Abstract

Variation propagation control is one of the procedures used to determine product quality in the manufacturing assembly process. The quality of a product assembly is also greatly dependent on the product type and the optimization criteria employed in the assembly. This paper presents three procedures for optimizing the assembly of component stacks by controlling variation propagation. The procedures considered are: (i) straight-build assembly by minimizing the distances from the centres of components to table axis; (ii) parallelism-build assembly by minimizing the angular errors between actual and nominal planes; (iii) target-axis-build assembly by minimizing the distances from the centres of components to a target axis.

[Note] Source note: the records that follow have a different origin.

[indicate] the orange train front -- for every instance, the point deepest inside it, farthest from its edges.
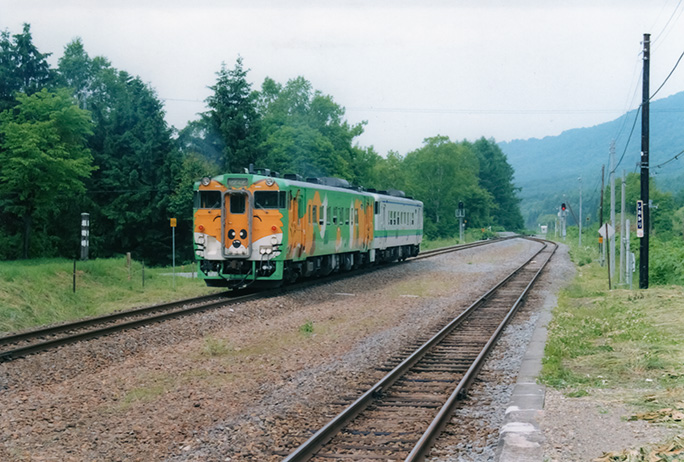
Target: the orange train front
(259, 228)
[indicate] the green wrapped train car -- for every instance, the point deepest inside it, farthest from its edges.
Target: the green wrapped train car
(257, 227)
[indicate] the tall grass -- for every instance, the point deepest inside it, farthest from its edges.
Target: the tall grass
(629, 341)
(39, 292)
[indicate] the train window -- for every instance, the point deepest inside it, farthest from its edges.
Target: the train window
(207, 199)
(270, 199)
(266, 199)
(237, 203)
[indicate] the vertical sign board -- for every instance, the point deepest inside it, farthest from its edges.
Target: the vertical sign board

Simulation results are presented for the assembly of four cylindrical components. The results show that the variation can be reduced significantly by optimization; for example, Procedure 1 can reduce the variation by 48%, Procedure 2 by 63% and Procedure 3 by 35%, compared to assembly without the minimization. The results also show that the 3 proposed assembly methods have reasonable consistency, the maximum of the standard deviation is 0.0726 mm in Procedure 1, 3.5×10−4 rad in Procedure 2, and 0.029 mm in Procedure 3. These demonstrate that the three assembly techniques are fully functional on their own. Thus, the relevant assembly techniques need to be selected carefully in accordance with the particular industrial application.